Multi node Presto cluster on docker06 Aug 2016
As I did as Hadoop engineer, I want to read code and try to change codebase of Presto because it is the shortest way to understand internal architecture and some of tips to use distributed system efficiently.
Presto install instruction can be found official documentation or Teradata documentation. These instructions are written mainly for production usage. However I want to try Presto easily for development usage, which means we can build, launch, test cycle fast.
So that’s the reason why I wrote docker-presto-cluster. docker-presto-cluster was made for same reason of the docker-hadoop-cluster. I want to deploy self-build package onto multi node cluster easily. docker-hadoop-cluster enabled me to do so. I think we can same development style of Presto by using docker-presto-cluster.
The usage is very simple.
- 1 Build base image which includes presto server package and install dependencies.

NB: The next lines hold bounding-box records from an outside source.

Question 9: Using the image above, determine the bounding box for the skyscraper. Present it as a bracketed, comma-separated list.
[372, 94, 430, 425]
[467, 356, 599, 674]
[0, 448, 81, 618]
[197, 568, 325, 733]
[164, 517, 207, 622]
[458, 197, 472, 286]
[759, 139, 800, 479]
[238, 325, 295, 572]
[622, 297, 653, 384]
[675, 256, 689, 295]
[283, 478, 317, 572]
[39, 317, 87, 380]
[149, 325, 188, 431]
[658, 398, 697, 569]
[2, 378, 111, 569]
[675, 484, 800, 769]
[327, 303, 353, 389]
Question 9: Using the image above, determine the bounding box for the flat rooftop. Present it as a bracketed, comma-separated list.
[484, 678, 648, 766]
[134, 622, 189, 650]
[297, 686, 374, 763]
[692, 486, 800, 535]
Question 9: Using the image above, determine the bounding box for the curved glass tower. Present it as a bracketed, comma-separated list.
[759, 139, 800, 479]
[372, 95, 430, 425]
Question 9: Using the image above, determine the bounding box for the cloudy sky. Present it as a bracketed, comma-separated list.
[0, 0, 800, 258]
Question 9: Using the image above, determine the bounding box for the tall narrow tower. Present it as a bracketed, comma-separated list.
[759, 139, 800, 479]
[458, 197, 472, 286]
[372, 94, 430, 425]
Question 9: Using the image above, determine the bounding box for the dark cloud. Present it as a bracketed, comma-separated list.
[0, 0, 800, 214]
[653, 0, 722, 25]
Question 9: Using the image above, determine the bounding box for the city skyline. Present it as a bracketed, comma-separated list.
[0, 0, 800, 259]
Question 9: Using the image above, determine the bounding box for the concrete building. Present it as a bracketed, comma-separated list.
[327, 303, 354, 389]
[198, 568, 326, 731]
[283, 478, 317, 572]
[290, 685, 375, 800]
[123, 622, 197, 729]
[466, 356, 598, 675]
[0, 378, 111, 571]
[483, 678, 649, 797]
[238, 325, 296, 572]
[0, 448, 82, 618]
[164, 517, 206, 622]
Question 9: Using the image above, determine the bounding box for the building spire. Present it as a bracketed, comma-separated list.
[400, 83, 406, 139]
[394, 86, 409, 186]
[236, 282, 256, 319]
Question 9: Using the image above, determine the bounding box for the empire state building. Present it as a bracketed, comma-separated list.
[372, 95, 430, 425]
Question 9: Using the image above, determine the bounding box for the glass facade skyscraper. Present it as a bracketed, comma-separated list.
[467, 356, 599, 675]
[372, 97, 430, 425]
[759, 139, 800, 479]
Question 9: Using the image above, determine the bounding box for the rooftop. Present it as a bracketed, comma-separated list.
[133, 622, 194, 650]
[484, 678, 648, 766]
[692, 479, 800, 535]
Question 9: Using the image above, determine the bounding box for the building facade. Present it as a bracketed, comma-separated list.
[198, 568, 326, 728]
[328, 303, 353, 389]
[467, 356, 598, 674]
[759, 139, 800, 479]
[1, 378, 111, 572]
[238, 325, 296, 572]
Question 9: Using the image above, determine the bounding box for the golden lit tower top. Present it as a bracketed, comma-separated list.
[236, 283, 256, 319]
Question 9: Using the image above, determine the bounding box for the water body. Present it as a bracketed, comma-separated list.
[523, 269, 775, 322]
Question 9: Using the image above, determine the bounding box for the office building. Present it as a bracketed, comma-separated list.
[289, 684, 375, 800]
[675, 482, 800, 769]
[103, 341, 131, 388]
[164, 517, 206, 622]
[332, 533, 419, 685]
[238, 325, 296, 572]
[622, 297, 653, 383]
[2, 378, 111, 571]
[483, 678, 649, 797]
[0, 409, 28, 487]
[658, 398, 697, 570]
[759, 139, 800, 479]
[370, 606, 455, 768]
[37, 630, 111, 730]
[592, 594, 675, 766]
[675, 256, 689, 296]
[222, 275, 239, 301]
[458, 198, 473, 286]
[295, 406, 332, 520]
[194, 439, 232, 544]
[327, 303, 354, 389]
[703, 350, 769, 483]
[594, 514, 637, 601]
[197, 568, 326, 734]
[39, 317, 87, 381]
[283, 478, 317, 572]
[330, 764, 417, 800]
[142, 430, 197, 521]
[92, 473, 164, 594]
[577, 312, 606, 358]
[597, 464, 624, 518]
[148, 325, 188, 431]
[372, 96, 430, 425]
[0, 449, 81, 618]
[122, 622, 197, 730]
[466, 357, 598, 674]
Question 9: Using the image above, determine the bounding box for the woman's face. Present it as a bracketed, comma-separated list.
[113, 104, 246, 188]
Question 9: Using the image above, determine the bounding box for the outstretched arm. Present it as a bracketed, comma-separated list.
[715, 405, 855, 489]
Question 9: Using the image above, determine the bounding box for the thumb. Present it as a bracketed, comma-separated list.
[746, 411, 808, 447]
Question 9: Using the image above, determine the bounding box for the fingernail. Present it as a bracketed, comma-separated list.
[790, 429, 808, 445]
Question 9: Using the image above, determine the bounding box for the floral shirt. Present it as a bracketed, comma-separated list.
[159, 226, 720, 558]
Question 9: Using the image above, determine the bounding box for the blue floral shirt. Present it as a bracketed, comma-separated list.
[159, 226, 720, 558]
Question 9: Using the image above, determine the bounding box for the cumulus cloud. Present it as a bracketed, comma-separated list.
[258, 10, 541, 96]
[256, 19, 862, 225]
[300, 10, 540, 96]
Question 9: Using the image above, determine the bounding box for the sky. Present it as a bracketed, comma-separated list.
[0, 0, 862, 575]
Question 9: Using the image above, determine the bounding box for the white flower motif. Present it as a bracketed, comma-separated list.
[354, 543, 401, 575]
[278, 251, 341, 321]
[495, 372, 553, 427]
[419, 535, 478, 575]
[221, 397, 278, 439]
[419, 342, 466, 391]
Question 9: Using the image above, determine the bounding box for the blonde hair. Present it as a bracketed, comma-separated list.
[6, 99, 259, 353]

$ cd presto-base $ docker build -t lewuathe/presto-base:latest .
- 2 Build coordinator and worker container images with docker-compose.
$ docker-compose build
- 3 Launch multi node Presto cluster on docker container.
$ docker-compose up -d
That’s it. You can see Presto coordinator UI from http://localhost:8080 since docker container expose 8080 port number. One thing to note is that it does not support self-build package deploy. As defined in Dockerfile, it downloads the latest released package. The reason why I did this workaround was that I couldn’t launch Presto cluster with self-build package on OSX due to BSD virtual machine type error. I’m not sure why this error was thrown, but OSX build package does not work on Linux machine like docker container. (Of course you can run OSX build package on OSX)
I’m investigating the reason. At the same time, I’m now preparing docker image to build Presto package which provides us Presto build environment on Linux. After this, we can deploy self-build Presto package more easily.